WASHINGTON (NYTIMES) - The Biden administration took action on Tuesday (Sept 22) to crack down on the growing problem of ransomware attacks, expanding its use of sanctions to cut off digital payment systems that have allowed such criminal activity to flourish and threaten national security.
The Treasury Department said it was imposing sanctions on a virtual currency exchange called Suex, in the administration's most pointed response to a scourge that has disrupted US fuel and meat supplies this year, when foreign hackers locked down corporate computer systems and demanded large sums of money to free them.
The illicit financial transactions underpinning ransomware attacks have been taking place with digital money known as cryptocurrencies, which the US government is still determining how to regulate.
The Treasury Department said Suex had facilitated transactions involving illegal proceeds from at least eight ransomware episodes. More than 40 per cent of the exchange's transactions had been linked to criminal actors, the department said.

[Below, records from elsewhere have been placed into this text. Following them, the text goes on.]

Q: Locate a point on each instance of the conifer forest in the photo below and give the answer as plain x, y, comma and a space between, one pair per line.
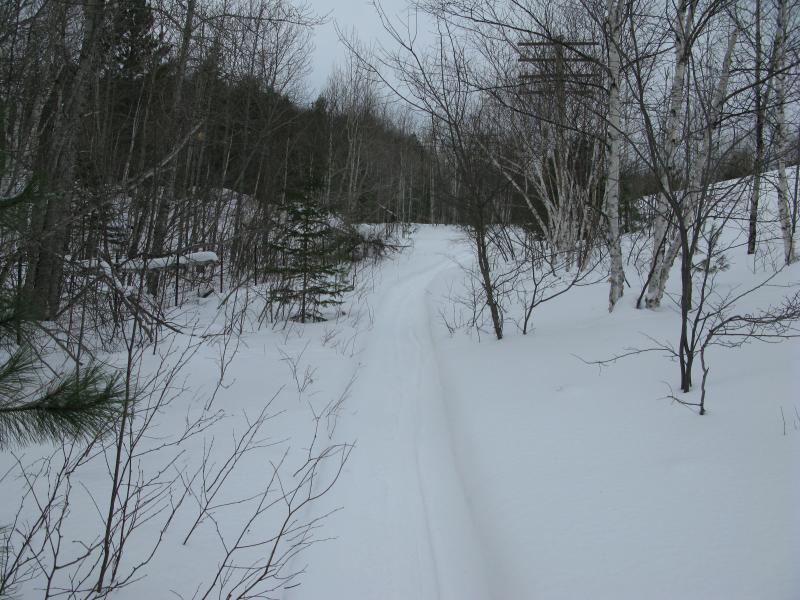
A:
505, 308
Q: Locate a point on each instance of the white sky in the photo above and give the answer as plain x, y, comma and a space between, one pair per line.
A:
348, 14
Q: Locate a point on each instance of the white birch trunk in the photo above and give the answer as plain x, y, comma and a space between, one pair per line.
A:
781, 140
699, 166
617, 274
655, 288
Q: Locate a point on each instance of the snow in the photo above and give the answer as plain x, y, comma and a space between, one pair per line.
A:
499, 470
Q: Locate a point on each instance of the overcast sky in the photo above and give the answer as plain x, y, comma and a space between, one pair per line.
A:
348, 14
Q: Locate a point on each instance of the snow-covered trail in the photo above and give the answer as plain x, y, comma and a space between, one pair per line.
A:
406, 530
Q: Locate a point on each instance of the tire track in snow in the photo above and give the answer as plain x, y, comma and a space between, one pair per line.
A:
405, 532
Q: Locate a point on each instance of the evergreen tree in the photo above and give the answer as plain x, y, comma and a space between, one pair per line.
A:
310, 260
82, 403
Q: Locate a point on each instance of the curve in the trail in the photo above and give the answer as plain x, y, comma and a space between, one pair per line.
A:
406, 530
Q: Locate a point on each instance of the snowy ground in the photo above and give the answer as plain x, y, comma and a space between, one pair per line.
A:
510, 470
514, 470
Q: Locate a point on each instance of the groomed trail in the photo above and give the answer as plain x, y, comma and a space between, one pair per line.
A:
410, 531
515, 470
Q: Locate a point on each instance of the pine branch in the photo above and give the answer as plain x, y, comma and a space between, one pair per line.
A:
79, 405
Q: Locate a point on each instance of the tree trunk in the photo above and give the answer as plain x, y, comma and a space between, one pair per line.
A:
617, 274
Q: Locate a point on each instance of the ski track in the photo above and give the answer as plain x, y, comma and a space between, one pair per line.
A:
405, 530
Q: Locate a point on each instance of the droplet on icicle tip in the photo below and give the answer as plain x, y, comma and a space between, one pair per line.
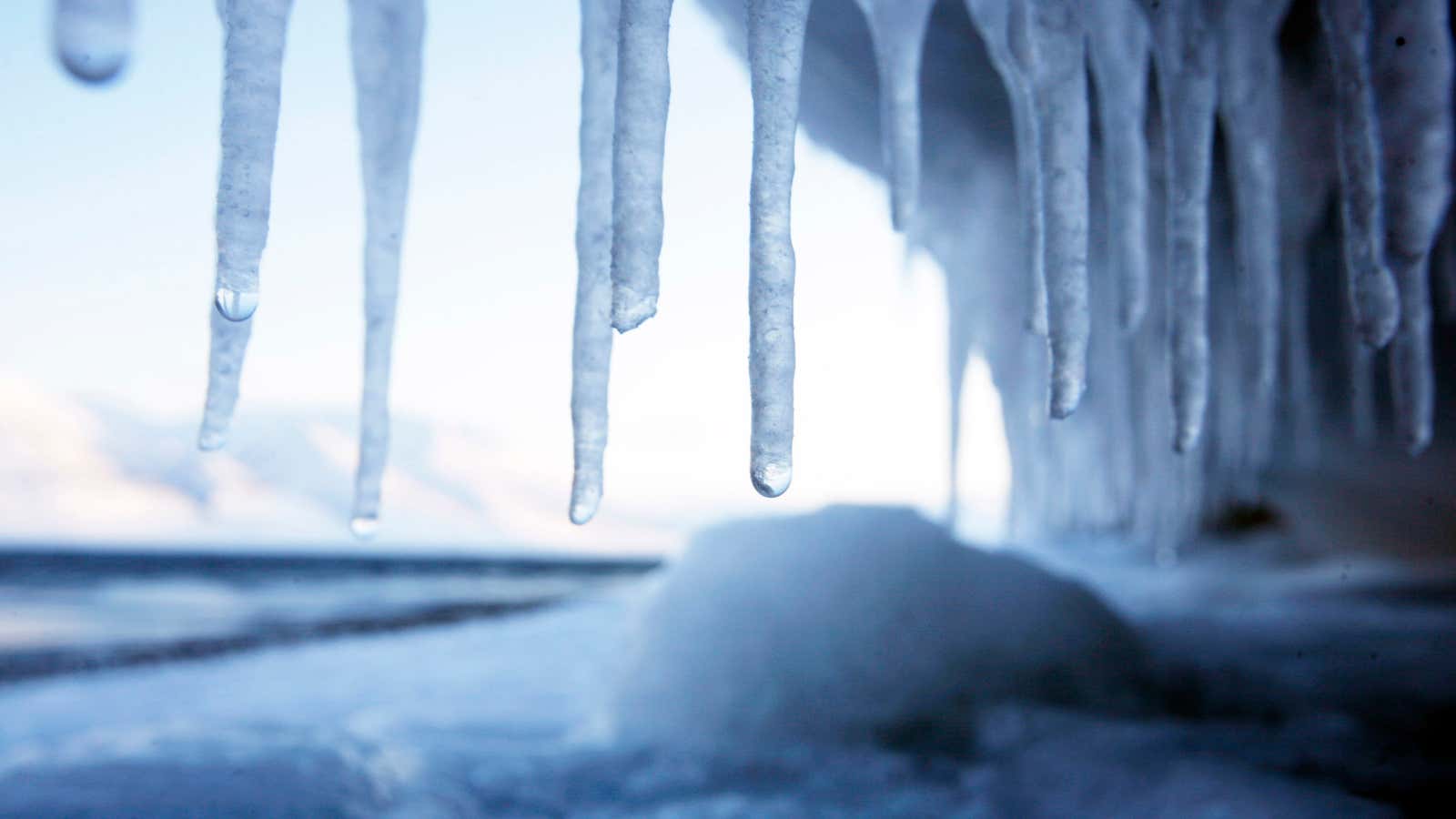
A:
94, 38
364, 526
235, 305
772, 477
584, 506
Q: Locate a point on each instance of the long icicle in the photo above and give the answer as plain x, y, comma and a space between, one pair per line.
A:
1411, 70
386, 40
1186, 56
1372, 288
252, 76
640, 130
592, 329
92, 38
1118, 56
1249, 108
1006, 46
775, 60
1060, 85
897, 29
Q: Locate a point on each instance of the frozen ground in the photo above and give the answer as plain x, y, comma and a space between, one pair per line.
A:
1310, 688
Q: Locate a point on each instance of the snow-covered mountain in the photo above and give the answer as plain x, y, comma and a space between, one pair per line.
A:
82, 471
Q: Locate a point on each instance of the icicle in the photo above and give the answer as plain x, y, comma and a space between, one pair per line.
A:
1186, 55
251, 87
94, 38
592, 329
1001, 26
1059, 82
225, 370
775, 57
1411, 73
640, 128
897, 28
386, 41
1372, 288
1249, 106
1117, 47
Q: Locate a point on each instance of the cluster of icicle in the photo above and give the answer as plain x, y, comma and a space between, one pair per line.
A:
1215, 62
92, 40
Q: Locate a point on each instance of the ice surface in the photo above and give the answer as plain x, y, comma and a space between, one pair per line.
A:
1056, 41
775, 58
252, 44
592, 329
386, 38
1372, 288
897, 29
1118, 57
1002, 26
640, 128
94, 38
1186, 56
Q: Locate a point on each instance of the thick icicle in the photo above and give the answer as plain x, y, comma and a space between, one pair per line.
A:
1372, 288
1186, 56
1117, 48
252, 46
592, 329
1411, 73
94, 36
775, 58
1059, 82
386, 41
897, 28
1004, 31
640, 128
1249, 108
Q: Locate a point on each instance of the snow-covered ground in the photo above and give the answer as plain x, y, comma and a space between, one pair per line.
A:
1310, 688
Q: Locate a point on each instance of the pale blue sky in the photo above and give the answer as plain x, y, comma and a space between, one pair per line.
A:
106, 203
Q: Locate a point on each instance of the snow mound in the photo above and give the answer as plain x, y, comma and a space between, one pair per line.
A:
856, 624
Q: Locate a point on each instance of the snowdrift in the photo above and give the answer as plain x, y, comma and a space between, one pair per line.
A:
856, 624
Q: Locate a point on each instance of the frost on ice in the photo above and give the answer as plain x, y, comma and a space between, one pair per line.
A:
386, 41
592, 331
94, 36
1176, 288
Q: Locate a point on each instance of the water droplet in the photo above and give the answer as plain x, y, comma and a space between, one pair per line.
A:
211, 440
237, 305
94, 38
772, 477
584, 501
364, 526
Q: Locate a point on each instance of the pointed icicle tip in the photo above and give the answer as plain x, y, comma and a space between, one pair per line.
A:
235, 305
772, 479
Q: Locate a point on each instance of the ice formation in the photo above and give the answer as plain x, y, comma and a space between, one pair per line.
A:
897, 28
1168, 252
592, 331
386, 38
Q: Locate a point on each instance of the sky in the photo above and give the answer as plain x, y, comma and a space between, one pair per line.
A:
108, 248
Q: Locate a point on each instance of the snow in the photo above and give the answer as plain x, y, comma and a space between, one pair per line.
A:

"Ransomware and cyberattacks are victimising businesses large and small across America and are a direct threat to our economy," Treasury Secretary Janet Yellen said in a statement.
The department offered few details about Suex, declining to say where the company was based or what kinds of transactions it dealt with, though a Russian computer executive confirmed on Tuesday that he was the founder.
Treasury officials did say that while some virtual currency exchanges are exploited by criminals, Suex was facilitating illegal activities for its own gain.
Cybersecurity experts see exchanges as a weak point for ransomware gangs that otherwise operate wholly in the ether of the internet, all but untouchable by law enforcement. But the exchanges are an interface with the real world used to cash out cryptocurrency and public-facing companies that are vulnerable to financial sanctions.
The Treasury Department's action came three months after US President Joe Biden, meeting in Geneva with President Vladimir Putin of Russia, demanded a crackdown on ransomware operators suspected of working from Russian territory.
Putin made no promises. Before the meeting, one attack had taken out Colonial Pipeline, which provides much of the East Coast's gasoline and jet fuel; another had penetrated JBS, a major US meat supplier.